DEMOCRAZY.ID – Di tengah ruang upacara kenegaraan di Istana Negara, Senin, 10 November 2025, nama Mochtar Kusumaatmadja kembali menggema.
Bukan sekadar sebagai akademisi atau diplomat ulung, tetapi sebagai pahlawan nasional, sebuah pengakuan tertinggi negara atas kiprah dan dedikasinya membangun hukum dan diplomasi Indonesia.
Bagi banyak kalangan, Mochtar bukan hanya sosok cendekiawan hukum.
Ia adalah arsitek intelektual di balik konsep besar ‘Wawasan Nusantara’, pandangan geopolitik yang menegaskan Indonesia sebagai satu kesatuan wilayah laut dan darat, gagasan yang kelak diakui dunia.
Lahir di Jakarta pada 17 Februari 1929, Mochtar tumbuh dalam keluarga yang memuliakan ilmu pengetahuan.
Ayahnya, R. Taslim Kusumaatmadja, seorang apoteker asal Mangunreja, Tasikmalaya, sementara ibunya, Sulmi Soerawisastra, adalah seorang guru dari Kuningan, Jawa Barat.
Sejak kecil, Mochtar sudah menunjukkan ketertarikan pada dunia hukum dan sosial.
Ia menempuh pendidikan dasar hingga menengah di lembaga yang diasuh Sutan Takdir Alisyahbana, tokoh sastra dan intelektual besar Indonesia.
Lingkungan itu membentuknya menjadi pemikir bebas dan progresif.
Setelah lulus dari Fakultas Hukum Universitas Indonesia, Mochtar melanjutkan pendidikan ke Yale University Law School di Amerika Serikat pada 1955 dan meraih gelar Master of Laws (LL.M) setahun kemudian.

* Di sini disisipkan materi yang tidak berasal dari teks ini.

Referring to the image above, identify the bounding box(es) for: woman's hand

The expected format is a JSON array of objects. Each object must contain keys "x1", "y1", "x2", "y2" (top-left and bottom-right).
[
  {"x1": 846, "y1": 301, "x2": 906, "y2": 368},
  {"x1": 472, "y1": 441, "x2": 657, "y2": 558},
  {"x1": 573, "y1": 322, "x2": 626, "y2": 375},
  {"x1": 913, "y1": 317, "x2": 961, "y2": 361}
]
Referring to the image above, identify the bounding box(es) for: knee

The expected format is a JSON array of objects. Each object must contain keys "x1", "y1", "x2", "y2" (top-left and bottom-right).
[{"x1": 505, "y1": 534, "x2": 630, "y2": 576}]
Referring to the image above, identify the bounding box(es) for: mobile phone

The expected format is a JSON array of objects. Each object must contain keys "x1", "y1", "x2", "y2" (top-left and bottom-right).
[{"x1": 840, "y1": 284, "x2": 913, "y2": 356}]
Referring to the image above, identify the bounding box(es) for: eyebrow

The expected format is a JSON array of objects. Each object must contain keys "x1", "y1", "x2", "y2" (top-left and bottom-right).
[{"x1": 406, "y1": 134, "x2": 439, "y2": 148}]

Sekembalinya ke Tanah Air, Mochtar mengabdikan diri di dunia akademik sebagai dosen Fakultas Hukum Universitas Padjadjaran (Unpad).
Namun, pikirannya yang kritis sering membuatnya bersinggungan dengan kekuasaan.

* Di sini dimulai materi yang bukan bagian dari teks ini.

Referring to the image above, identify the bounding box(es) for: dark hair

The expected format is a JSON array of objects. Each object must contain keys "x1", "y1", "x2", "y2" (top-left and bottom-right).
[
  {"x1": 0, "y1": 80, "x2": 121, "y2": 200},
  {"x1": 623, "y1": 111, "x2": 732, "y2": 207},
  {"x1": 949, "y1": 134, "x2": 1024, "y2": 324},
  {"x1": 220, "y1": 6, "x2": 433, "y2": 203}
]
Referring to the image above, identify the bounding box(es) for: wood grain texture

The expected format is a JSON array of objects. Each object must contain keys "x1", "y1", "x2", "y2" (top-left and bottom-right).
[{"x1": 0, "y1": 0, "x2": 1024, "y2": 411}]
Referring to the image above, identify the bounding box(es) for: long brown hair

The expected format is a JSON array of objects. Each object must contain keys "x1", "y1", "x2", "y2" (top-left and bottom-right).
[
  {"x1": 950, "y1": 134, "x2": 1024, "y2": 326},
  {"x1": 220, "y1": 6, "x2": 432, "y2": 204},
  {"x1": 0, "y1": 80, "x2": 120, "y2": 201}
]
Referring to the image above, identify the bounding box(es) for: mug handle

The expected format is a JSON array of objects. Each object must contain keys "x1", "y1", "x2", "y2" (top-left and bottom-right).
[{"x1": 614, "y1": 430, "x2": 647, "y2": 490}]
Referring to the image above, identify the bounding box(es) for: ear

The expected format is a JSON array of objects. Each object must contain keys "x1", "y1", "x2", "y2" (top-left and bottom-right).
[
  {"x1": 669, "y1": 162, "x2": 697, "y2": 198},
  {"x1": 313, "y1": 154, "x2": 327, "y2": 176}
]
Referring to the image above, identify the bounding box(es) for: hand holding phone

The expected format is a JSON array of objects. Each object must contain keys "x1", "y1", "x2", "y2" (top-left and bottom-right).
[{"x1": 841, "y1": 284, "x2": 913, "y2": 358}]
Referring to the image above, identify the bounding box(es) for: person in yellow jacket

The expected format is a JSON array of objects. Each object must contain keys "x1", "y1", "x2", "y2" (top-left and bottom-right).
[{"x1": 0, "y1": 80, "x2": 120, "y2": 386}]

Ia dikenal berani mengkritik Manifesto Politik Soekarno, hingga pada 1962 Presiden Soekarno mencabut gelar doktornya melalui telegram dari Jepang. Bagi banyak orang, itu pukulan besar. Tapi bagi Mochtar, justru menjadi titik balik.
Mochtar tak berhenti menulis, meneliti, dan menimba ilmu.
Dua tahun berikutnya, ia berangkat ke Harvard Law School dan Universitas Chicago untuk memperdalam hukum dan ekonomi pembangunan internasional.
Ketika rezim berganti, Mochtar kembali ke Indonesia dan karier akademik melejit. Ia menjabat Guru Besar Hukum Internasional, Dekan Fakultas Hukum, hingga akhirnya Rektor Unpad pada 1973.
Kecerdasan dan pandangan strategis Mochtar menarik perhatian Presiden Soeharto. Ia kemudian dipercaya menjabat Menteri Kehakiman (1974-1978) dan Menteri Luar Negeri (1978-1988).
Di posisi itulah konsep Wawasan Nusantara yang digagasnya menjadi dasar pijakan politik luar negeri dan hukum kelautan Indonesia.
Ia menegaskan Indonesia sebagai negara kepulauan yang berdaulat penuh atas laut di antara pulau-pulaunya, prinsip yang kini diakui dalam hukum laut internasional.
Mochtar tidak hanya berpikir di ruang seminar, tapi juga berjuang di meja perundingan internasional untuk memastikan kedaulatan Indonesia diakui dunia.
Dikenal disiplin, tajam berpikir, dan sederhana dalam hidup, Mochtar hingga akhir hayatnya tetap menjadi panutan bagi generasi akademisi hukum.
Ia wafat pada 6 Juni 2021 dan dimakamkan di Taman Makam Pahlawan Kalibata, Jakarta Selatan.
Kini, empat tahun setelah kepergiannya, negara akhirnya mengabadikan jasanya melalui gelar Pahlawan Nasional.
Sebuah penghormatan yang menegaskan bahwa keteguhan berpikir dan keberanian bersuara sama berharganya dengan perjuangan di medan tempur.